Cover-ups and conspiracies
The interest in UFOs attracted a huge number of authors, with Donald Keyhoe’s The Flying Saucers Are Real and Frank Scully’s Behind the Flying Saucers (both 1950) giving birth to the great age of UFO conspiracy theories.
Why did aliens only visit now? Well, the answer clearly was that we had recently developed atomic weapons.
Others argued that no, we had always been under scrutiny, and Erich von Däniken took UFO publishing in this direction with Chariots of the Gods? (1968).
It was during this period that stories about both Roswell and Flight 19 began to resurface.
Charles Berlitz wrote The Bermuda Triangle in 1974. Playing fast and loose with the facts, it sold nearly 20 million copies, cementing Flight 19’s place in UFO legend.
The story would, of course, inspire the brilliant opening scene of Close Encounters.
Roswell was largely forgotten about until 1978, when the National Enquirer reprinted the original story, and Jesse Marcel, who had led the initial investigation, was interviewed by UFO ‘expert’ Stanton Friedman.
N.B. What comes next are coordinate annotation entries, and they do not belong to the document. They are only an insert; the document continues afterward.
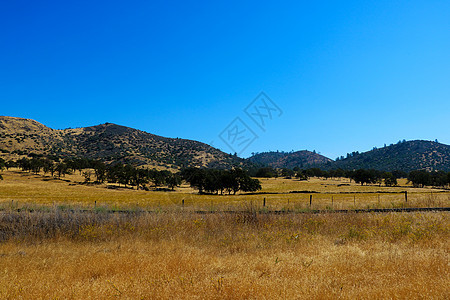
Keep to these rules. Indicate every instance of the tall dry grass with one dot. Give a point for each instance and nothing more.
(184, 255)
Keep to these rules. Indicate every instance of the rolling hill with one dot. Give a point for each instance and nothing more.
(405, 156)
(109, 142)
(290, 160)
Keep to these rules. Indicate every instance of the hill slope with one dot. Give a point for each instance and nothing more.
(405, 156)
(109, 142)
(301, 159)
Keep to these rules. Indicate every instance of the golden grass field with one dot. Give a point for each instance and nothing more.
(176, 253)
(25, 189)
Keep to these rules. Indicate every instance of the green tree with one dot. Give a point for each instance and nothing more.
(389, 179)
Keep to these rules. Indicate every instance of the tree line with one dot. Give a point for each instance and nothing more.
(211, 181)
(418, 178)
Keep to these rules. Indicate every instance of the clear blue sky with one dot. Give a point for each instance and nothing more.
(348, 75)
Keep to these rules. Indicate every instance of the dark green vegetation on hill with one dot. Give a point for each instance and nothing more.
(405, 156)
(290, 160)
(110, 143)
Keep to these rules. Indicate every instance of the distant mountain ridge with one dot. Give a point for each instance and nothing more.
(290, 160)
(109, 142)
(405, 156)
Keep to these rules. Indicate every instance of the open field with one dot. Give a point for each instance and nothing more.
(179, 254)
(23, 189)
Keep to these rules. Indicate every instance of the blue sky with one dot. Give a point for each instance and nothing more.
(347, 75)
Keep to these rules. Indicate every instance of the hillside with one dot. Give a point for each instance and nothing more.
(301, 159)
(405, 156)
(109, 142)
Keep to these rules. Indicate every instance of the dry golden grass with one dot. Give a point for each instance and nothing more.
(186, 255)
(53, 253)
(26, 189)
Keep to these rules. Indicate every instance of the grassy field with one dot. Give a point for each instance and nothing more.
(176, 253)
(24, 189)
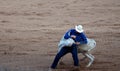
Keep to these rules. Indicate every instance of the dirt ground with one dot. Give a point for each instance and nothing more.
(31, 29)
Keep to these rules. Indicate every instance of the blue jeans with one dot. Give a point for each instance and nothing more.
(62, 52)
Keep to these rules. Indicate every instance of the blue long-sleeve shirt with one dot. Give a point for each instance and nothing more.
(80, 37)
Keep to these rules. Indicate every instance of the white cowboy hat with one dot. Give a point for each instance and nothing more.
(79, 28)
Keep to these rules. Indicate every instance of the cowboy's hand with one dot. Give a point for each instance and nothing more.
(73, 36)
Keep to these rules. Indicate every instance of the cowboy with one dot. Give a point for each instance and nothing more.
(68, 44)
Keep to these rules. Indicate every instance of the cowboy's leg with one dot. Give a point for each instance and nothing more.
(61, 53)
(75, 56)
(91, 59)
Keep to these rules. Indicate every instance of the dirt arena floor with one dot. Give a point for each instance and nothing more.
(31, 29)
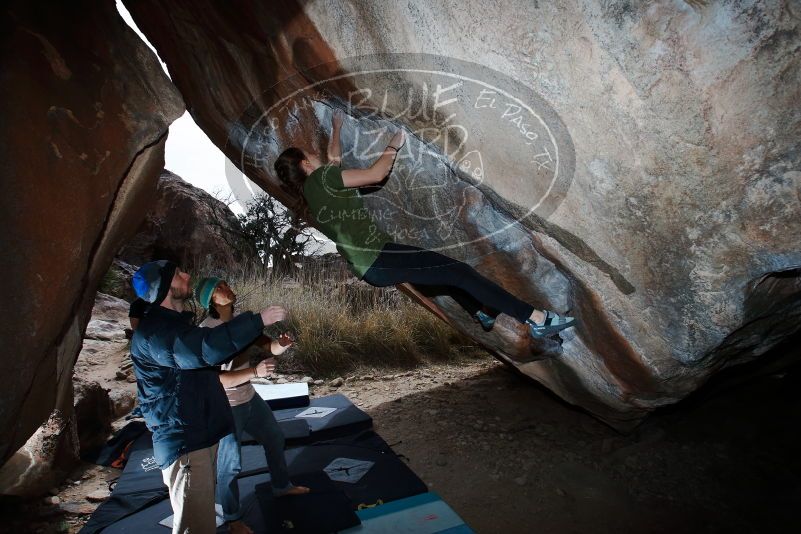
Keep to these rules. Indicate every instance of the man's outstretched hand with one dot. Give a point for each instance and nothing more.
(265, 367)
(398, 140)
(272, 314)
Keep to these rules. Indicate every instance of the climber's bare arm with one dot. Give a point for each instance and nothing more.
(334, 148)
(378, 170)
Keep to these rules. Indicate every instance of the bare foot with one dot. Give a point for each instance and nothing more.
(296, 490)
(238, 527)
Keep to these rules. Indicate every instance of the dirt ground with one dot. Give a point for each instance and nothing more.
(510, 457)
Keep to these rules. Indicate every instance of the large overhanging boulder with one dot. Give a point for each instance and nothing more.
(649, 180)
(85, 109)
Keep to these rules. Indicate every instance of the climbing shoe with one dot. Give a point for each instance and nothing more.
(486, 321)
(553, 323)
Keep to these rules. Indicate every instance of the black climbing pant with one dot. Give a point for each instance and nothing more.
(440, 274)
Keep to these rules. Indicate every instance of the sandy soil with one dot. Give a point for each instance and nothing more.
(510, 457)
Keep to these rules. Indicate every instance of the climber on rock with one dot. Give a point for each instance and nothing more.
(179, 390)
(251, 412)
(335, 204)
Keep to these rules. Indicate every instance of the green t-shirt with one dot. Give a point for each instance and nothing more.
(340, 214)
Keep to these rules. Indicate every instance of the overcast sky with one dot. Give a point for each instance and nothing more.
(189, 153)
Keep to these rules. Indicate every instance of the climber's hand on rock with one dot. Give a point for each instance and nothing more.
(398, 140)
(272, 314)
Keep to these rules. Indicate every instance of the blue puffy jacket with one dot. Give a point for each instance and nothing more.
(180, 394)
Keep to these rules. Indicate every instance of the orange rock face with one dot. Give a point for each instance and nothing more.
(639, 165)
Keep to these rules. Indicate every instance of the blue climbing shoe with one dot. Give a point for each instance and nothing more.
(553, 323)
(486, 321)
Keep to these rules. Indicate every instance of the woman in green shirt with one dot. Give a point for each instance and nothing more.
(336, 206)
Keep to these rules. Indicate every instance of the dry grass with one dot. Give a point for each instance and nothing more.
(348, 325)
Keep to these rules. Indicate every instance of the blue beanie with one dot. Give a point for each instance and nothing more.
(152, 281)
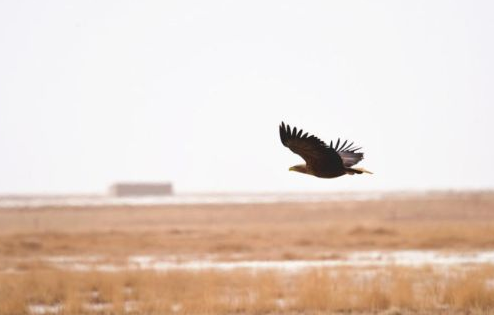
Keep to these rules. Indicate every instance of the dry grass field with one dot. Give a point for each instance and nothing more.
(451, 222)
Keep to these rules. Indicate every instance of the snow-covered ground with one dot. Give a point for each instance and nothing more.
(353, 259)
(183, 199)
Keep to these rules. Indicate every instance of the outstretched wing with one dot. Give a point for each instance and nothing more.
(348, 153)
(317, 155)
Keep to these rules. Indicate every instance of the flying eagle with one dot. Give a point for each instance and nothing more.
(321, 160)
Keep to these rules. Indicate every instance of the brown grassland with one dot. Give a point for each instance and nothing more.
(285, 231)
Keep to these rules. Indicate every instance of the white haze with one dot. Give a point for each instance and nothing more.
(93, 92)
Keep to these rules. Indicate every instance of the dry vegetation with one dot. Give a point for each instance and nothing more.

When Marcel said he believed Roswell debris to have been extraterrestrial, Roswell became the centre of the UFO world, changing the nature of UFOlogy.
UFOs were no longer about advanced alien scouts spying out Earth for an invasion that was coming any day.
It was about a previous contact – perhaps involving a crashed spaceship – being covered up by the government.
In the shadow of the Kennedy assassination and Watergate, government cover-ups were something everybody could believe in.
Charles Berlitz, looking for a follow-up to his Bermuda Triangle success, jumped on the bandwagon with The Roswell Incident (1980).

The saucer craze fades
Yet UFO excitement was reaching its peak. Back in 1950, it seemed as if the aliens would be arriving any day, but by 1980, we had grown tired of waiting.
A public that watched the USS Enterprise boldly going where no one had gone before was finding
the pictures of UFOs from the 1950s embarrassingly amateurish.
The debris from Roswell looked far more like the balloon that the military had said it was than it did a crashed spaceship.
Stories of alien abductions, or self-proclaimed UFO contactee George Adamski claiming to have hitched a lift around the Solar System, didn’t help.
Douglas Adams nicely mocked it all in The Hitchhiker’s Guide to the Galaxy (1979) with his description of ‘Teasers’: bored rich kids that “land right by some poor unsuspecting soul whom no one’s ever going to believe and then strut up and down in front of him wearing silly antennas on their head and making beep beep noises”.
In 2001, the British Flying Saucer Bureau closed after 50 years of chronicling supposed UFO activities.
Nobody was coming to meetings in cold church halls any more; people were staring down at their computer screens rather than up at the sky.

Humans are still interested in UFOs, including a few ‘wow’ moments on the internet, such as pictures of statue-like rocks on Mars or, most recently, the fly-by of interstellar comet 3I/ATLAS.
And just as 19th‑century imaginations were fired by balloons and airships, 3I/ATLAS theories fit within our modern sense of what might be possible – hence several sci‑fi writers suggesting the idea of adapting asteroids as vessels for space travel.
So yes, we are still willing to believe in intelligent life on other worlds.
The movies may have moved on from UFOs landing in farm fields to the loud ‘here we are’ of Independence Day-style invasions, but until alien spaceships actually hover over the White House, UFOs can no longer command our ever-more fickle attention as they did in the 1950s.